Please Note: This Article is 2 years old. This increases the likelihood that some or all of it's content is now outdated.

Councils and tourism bosses are contacting short-lets landlords and asking them them stop offering properties to rent in a bid to get the message across that people should not travel over the holiday weekend.

Cornwall has been leading the charge, with the county council receiving 650 complaints so far this week as some holiday accommodation providers and holiday markers ignore calls to stay away.

It’s urging letting agents and online booking platforms to follow Government closure orders and reject bookings during the emergency period.

With temperatures expected to soar this week, other holiday hotspots in Kent have also been found to be flouting the new law. When a local newspaper approached hosts around the county to enquire about the Easter break it found some in Margate and Whitstable willing to take their money. A search of beachside village Sandgate returned 61 rental listings for a three-night stay this coming weekend.

A BBC investigation earlier this week also discovered Airbnb hosts listing homes as being “Covid-19 retreats” and “perfect for isolating with family” in the British countryside, with some allowing instant booking of rentals without any vetting.
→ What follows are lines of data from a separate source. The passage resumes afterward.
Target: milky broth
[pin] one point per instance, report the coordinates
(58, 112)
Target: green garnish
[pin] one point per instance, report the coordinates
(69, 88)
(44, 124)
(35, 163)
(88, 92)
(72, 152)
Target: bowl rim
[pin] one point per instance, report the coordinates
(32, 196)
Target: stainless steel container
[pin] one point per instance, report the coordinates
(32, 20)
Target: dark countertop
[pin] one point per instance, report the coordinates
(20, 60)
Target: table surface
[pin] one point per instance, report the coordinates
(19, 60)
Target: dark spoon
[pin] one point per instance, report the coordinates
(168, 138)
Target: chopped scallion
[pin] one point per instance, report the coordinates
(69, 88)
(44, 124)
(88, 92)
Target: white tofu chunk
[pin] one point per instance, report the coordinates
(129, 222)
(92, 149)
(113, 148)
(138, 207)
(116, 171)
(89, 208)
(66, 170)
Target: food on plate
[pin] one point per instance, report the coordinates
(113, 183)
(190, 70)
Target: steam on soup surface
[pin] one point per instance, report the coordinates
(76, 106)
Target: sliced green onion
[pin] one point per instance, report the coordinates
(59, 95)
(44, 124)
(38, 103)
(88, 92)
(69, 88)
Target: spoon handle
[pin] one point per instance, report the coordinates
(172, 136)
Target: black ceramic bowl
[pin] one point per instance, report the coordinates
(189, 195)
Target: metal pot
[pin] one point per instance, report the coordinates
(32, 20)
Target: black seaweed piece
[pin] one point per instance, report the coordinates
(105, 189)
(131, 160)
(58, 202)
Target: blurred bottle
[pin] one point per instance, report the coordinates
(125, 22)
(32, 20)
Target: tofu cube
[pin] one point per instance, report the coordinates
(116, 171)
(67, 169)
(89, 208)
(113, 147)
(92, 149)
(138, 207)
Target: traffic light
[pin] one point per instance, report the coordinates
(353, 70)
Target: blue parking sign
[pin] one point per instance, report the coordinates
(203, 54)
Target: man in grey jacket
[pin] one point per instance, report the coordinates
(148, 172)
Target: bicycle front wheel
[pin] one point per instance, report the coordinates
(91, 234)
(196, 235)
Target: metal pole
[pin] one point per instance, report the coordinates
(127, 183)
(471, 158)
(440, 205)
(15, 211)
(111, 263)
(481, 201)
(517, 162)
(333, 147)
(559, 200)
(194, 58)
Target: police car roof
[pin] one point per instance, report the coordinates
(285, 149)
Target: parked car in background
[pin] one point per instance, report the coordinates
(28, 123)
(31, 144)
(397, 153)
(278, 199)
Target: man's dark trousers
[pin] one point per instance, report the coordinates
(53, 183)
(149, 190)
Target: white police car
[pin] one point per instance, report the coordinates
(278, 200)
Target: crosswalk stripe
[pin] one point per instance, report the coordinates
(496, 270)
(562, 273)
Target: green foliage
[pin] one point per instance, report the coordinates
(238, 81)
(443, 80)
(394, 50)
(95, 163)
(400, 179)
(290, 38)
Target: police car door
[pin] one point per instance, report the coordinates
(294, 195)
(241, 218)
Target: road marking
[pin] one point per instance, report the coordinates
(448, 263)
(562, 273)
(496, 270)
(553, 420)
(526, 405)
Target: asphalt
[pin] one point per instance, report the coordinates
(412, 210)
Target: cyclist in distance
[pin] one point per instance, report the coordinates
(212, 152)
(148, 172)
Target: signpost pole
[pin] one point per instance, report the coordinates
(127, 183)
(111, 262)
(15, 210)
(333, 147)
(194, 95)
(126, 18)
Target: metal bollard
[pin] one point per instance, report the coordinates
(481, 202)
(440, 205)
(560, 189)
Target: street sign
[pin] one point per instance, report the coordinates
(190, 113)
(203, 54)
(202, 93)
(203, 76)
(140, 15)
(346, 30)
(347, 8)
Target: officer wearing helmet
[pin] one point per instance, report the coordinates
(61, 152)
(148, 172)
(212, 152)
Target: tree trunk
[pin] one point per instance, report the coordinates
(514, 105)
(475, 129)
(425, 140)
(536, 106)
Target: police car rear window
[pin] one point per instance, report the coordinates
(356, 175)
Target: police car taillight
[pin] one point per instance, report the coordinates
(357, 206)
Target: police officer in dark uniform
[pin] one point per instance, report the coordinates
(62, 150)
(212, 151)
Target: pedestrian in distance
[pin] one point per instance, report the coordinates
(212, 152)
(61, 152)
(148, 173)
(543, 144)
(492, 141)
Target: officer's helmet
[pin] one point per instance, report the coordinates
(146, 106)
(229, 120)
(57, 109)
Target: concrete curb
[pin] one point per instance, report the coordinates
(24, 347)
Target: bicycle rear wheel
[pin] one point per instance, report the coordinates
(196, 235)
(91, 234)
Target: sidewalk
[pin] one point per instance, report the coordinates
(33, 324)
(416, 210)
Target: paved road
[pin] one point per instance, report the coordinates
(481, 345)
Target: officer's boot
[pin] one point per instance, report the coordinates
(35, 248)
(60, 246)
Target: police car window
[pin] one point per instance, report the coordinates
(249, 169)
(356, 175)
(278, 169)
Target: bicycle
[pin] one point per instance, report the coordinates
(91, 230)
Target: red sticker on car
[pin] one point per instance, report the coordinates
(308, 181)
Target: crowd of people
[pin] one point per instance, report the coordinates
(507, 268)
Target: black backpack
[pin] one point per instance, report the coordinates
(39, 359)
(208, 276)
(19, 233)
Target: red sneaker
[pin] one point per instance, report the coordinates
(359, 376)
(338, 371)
Tourism Minister Nigel Huddleston labelled these hosts “incredibly irresponsible” and said they could face fines of up to £960 for breaking the rules.

Airbnb has stepped in to block listings for shared properties, remove the instant book feature and ban adverts seeking to exploit the Covid-19 outbreak.

A banner in the ‘host dashboard’ on the platform reminds hosts to review the latest Government guidance and regulations before accepting any new bookings and guests are reminded about local travel restrictions when searching. 

A spokesman says: “We want to help hosts and guests follow the rules and we are working on further measures to help everyone follow government guidance and keep people safe.”

The site enables hosts to offer accommodation during the crisis and, although some are offering theirs exclusively to NHS and frontline staff (see an example here) there is no blanket shut-down yet by the platform. Instead it has published a statement at the top of all its listings saying: “Check travel restrictions before booking.The health and safety of our communities come first. Please follow government guidelines and travel only if it’s essential.”

Please Note: This Article is 2 years old. This increases the likelihood that some or all of it's content is now outdated.


  1. What about caravan sites? Around Dymchurch in Kent, there is a huge site at Newbeach and others such as Pipers and Marlie Farm.